Sementara itu, Kepala Dinas Pertanian, Kehutanan, dan Kelautan Kota Palu, Mukhlis mengatakan kerusakan Tahura akibat PETI memang telah terjadi.
“Kami pantau lewat pemetaan GIS, ada sekian meter tambang ilegal yang masuk ke dalam Tahura dan kami telah laporkan kepada pemerintah provinsi,” ujarnya.
Pengelolaan Tahura, kata Mukhlis, merupakan tugas dari pemerintah provinsi, sementara tugas Pemerintah Kota Palu hanya sebatas memantau dan melaporkan saja.
“Kalau ada pelanggaran ya kami laporkan, terserah Provinsi mau menindak atau tidak,” katanya.

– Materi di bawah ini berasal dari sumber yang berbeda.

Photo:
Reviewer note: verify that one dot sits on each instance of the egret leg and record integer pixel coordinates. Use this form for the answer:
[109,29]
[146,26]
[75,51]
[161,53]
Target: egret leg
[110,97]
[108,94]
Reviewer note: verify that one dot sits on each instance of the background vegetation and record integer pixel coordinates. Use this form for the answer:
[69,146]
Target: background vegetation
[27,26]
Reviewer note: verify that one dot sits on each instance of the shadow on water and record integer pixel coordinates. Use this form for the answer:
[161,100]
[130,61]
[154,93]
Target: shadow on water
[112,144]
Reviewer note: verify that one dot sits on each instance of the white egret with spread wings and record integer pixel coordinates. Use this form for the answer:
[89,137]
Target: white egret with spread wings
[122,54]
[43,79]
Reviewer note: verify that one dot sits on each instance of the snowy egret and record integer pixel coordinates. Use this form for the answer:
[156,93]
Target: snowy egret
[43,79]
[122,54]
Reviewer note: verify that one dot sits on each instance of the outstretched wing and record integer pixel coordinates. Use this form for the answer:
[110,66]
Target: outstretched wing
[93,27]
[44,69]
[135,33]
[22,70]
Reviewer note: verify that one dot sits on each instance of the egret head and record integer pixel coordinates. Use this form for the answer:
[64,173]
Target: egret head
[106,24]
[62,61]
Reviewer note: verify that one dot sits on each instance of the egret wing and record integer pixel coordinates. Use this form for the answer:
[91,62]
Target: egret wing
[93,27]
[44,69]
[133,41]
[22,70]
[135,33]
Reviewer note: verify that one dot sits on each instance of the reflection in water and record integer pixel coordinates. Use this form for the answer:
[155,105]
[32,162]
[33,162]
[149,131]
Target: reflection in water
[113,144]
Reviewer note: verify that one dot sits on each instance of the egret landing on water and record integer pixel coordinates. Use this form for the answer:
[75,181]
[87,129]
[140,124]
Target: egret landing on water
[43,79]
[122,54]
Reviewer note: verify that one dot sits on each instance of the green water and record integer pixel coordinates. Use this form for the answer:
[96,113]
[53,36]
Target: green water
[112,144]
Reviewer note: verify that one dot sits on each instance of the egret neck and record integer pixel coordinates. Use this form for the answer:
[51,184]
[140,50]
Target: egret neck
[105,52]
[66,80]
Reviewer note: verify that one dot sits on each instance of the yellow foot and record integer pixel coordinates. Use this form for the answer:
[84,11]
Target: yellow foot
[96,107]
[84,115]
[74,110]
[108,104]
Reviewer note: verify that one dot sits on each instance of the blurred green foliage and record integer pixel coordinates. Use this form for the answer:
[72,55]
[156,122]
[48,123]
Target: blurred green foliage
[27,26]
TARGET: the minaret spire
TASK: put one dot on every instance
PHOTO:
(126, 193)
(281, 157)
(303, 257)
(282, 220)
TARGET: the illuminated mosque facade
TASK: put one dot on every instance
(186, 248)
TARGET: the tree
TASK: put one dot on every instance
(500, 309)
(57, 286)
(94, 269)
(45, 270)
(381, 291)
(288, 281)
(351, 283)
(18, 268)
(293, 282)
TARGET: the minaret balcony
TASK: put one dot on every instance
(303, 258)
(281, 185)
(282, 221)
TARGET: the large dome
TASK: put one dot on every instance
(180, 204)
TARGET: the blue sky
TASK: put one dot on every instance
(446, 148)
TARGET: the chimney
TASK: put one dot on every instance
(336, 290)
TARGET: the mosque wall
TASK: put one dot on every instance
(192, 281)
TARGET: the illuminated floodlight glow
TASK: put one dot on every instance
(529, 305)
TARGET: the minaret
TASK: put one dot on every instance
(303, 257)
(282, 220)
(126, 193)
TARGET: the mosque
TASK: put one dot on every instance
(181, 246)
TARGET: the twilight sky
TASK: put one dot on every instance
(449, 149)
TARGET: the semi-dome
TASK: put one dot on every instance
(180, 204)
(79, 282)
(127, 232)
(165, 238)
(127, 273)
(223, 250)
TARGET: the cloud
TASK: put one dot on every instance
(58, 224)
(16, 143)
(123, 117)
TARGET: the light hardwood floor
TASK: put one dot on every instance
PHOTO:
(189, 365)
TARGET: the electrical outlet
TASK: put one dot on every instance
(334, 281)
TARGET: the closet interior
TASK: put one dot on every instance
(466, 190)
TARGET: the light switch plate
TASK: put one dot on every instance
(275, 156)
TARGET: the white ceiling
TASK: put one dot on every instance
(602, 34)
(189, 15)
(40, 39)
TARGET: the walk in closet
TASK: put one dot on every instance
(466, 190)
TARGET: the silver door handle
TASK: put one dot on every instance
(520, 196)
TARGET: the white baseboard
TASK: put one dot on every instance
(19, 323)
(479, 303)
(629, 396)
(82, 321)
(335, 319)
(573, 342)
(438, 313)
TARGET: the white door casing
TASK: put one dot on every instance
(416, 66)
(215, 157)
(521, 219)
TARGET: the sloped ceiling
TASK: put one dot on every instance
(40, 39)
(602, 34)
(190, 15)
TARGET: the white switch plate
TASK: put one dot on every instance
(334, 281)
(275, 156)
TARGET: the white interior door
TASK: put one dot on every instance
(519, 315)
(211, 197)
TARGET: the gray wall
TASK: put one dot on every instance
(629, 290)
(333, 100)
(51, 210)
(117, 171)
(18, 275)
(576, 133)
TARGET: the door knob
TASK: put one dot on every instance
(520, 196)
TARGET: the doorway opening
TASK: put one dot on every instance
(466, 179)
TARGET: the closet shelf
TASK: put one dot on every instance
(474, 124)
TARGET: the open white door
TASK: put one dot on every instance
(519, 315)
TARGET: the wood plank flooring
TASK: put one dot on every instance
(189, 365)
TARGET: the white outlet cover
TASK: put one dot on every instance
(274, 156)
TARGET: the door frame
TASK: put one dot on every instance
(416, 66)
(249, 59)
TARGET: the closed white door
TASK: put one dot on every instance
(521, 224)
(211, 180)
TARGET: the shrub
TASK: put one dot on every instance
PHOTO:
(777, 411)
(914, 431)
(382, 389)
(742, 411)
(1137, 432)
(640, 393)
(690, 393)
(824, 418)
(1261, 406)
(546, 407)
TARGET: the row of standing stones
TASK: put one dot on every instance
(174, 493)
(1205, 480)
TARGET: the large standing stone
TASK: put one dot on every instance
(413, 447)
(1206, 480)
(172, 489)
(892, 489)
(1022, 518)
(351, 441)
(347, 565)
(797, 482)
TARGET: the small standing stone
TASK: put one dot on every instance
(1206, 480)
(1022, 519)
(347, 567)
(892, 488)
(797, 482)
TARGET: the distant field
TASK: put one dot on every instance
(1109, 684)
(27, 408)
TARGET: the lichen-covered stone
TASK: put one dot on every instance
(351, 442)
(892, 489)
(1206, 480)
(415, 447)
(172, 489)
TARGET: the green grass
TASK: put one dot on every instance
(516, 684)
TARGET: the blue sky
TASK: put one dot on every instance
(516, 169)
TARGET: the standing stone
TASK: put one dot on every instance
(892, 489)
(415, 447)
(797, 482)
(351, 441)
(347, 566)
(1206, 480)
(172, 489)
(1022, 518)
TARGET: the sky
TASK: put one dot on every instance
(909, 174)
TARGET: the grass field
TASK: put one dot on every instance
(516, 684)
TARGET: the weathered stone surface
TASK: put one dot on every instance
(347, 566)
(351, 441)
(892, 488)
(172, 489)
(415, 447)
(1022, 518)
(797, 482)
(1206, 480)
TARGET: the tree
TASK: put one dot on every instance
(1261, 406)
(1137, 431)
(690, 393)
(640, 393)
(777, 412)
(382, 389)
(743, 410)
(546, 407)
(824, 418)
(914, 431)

Hal senada juga disampikan Kepala Seksi Konservasi Unit Pelaksana Teknis (UPT) Tahura Sulteng, Nurudin bahwa tingkat kerusakan Tahura Sulteng yang diakibatkan pertambangan emas ilegal sebesar 0,67 persen dari luasan 7.128 hektar atau sekitar 47 hektar.
“Data tersebut berdasarkan hasil pemetaan Tim Investigasi Pemerintah Kota Palu,” katanya.
Tulisan ini telah diterbitkan, Media Alkhairaat, Sabtu, 15 Oktober 2016, dan diedit untuk dimuat kembali di Jaring.id.